THE finance minister has proposed many measures to promote inclusive growth in the recently announced budget 2013. In his speech, he reiterated that clarity in the tax laws and non-adversarial tax administration is of paramount importance.

The common man, who is reeling under soaring inflation and had high expectations from the finance minister, doesn't have many reasons to cheer. Following are the changes in budget 2013 that will impact an individual: Tax rebate of Rs 2,000: The finance minister provided a marginal tax relief for individual taxpayers in the lower income bracket.


He provided a tax rebate of Rs 2,000, or the actual amount of tax, whichever is less, for resident individual having income up to Rs having income 5 lakh. He did not change the tax rate and tax slabs. As education cess will also be applicable, effective tax benefit will be Rs 2,060.

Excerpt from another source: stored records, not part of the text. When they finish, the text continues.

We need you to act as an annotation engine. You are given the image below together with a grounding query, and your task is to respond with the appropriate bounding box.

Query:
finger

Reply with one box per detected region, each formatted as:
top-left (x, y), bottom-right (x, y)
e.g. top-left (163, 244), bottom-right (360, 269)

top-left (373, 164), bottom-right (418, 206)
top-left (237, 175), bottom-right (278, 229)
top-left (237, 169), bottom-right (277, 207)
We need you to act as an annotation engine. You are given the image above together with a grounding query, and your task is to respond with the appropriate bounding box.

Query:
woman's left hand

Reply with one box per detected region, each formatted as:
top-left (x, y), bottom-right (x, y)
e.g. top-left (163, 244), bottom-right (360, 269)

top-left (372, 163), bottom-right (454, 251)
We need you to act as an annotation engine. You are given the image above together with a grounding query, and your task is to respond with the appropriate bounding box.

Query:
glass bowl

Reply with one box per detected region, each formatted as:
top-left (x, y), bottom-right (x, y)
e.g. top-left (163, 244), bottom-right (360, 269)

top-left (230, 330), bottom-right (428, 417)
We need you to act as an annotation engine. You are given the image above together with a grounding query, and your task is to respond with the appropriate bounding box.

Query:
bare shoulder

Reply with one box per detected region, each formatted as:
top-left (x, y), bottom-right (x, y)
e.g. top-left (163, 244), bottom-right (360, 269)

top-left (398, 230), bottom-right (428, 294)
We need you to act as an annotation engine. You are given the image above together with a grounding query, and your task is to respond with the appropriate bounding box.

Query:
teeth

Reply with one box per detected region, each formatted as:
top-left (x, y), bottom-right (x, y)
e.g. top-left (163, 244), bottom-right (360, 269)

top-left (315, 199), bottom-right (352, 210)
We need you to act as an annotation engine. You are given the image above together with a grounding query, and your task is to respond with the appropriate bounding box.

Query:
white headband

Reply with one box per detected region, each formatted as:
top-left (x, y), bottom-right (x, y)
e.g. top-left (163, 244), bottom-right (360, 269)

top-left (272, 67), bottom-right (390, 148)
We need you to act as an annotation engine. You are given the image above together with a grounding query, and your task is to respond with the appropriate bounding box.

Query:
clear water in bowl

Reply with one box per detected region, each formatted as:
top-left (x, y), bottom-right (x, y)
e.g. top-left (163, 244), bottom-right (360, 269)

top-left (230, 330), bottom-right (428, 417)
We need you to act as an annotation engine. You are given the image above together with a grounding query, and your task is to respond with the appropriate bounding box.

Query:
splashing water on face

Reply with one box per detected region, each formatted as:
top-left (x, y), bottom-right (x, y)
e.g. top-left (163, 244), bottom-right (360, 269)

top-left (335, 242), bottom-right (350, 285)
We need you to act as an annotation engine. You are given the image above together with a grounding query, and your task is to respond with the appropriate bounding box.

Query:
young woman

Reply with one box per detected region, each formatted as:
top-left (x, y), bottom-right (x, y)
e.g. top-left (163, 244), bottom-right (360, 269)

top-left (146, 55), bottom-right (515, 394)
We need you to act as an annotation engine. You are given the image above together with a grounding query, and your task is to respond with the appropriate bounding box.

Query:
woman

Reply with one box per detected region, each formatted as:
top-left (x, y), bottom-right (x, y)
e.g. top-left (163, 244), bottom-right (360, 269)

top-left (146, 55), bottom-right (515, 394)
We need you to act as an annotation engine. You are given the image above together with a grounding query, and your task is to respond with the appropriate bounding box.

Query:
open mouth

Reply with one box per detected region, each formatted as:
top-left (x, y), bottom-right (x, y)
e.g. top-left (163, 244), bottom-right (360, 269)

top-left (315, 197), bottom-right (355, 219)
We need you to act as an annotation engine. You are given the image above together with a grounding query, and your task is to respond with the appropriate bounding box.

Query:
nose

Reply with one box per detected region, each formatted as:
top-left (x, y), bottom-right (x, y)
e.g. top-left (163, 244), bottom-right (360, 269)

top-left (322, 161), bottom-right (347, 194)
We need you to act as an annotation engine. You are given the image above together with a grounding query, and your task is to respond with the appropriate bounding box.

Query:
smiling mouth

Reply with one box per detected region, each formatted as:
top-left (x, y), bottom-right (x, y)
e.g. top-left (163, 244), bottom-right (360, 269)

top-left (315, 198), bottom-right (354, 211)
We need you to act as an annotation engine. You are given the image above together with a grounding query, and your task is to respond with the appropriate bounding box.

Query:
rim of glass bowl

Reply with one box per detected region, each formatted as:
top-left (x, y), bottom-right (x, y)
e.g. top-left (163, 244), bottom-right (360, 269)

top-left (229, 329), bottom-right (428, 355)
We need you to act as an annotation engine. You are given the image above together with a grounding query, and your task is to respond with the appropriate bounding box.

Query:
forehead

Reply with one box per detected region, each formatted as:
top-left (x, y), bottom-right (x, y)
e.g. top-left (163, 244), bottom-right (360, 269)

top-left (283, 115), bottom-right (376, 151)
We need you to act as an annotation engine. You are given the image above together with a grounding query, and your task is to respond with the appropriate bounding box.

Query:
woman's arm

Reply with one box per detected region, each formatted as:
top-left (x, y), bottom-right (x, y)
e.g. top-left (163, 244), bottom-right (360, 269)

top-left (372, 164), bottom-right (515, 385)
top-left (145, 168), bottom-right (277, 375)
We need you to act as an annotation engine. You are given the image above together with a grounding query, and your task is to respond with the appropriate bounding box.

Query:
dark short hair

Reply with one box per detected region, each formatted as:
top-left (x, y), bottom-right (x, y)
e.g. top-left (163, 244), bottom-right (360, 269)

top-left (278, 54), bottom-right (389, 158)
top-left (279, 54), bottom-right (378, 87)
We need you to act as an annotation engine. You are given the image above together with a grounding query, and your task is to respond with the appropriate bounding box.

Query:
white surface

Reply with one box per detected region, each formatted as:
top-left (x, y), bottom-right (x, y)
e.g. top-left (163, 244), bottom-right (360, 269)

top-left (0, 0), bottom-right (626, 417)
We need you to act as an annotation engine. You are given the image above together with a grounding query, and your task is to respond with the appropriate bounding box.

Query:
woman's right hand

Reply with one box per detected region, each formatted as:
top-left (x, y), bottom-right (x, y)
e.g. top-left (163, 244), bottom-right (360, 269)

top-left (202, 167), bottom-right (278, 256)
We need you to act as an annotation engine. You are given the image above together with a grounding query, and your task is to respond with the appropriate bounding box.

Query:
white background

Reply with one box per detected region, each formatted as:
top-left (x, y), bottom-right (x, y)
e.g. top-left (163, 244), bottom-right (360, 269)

Additional deduction of Rs 1 lakh for interest on home loan: It has been proposed to provide additional deduction of Rs 1 lakh towards interest on home loan up to Rs 25 lakh taken during FY14. The proposed deduction will be available only to taxpayers buying their first house costing up to Rs 40 lakh. If the entire interest cannot be claimed in the first year, the differential amount can be claimed in the subsequent year also. Benefit of RGESS widened: Budget 2013 has also liberalised incentive available under the Rajiv Gandhi Equity Savings Scheme (
RGESS) by pro posing that deduction for investment by new retail investors will be allowed for three consecutive years vis à-vis existing cap of one year. The deduction will be available to taxpayers having income up to Rs 12 lakh, compared with Rs 10 lakh at present. Also, investment in listed units of an equity oriented mutual fund will also be eligible for deduction. This will result in a tax saving of Rs 23,175 in three years time vis-à-vis Rs 5,150 in one year earlier. Tax on super rich: The finance minister has levied a one-time additional surcharge of 10 per cent on taxpayers having income exceeding Rs 1 crore. This levy will impact 42,800 individuals, with an additional outflow of about Rs 3.2 lakh. It will also impact firms if they have employed expatriates and are paying more than Rs 1 crore and also picking their tax liabilities.


Items that will get costlier: There are some products on which indirect taxes are levied and will become costlier like SUV's, luxury cars, yachts, mobile phones exceeding Rs 2,000, set-top boxes. The food bill in air conditioned restaurants, cigarettes and cigar will also become costlier.

Other changes affecting individuals:

Return of income filed without payment of self-assessment tax to be treated as defective return.

TDS at 1 per cent on transfer of immovable property exceeding Rs 50 lakh in value.

Reduction in rates of securities transaction tax.

Introduction of annexure less and paperless e-filing of wealth tax return.

100 per cent deduction for donations to National Children Fund.

To sum up: The finance minister has done a balancing act by taxing the super-rich and by giving some benefits to the common man. While the expectations are always high, the finance minister has to reduce inflation and manage the fiscal and current account deficit that are more alarming.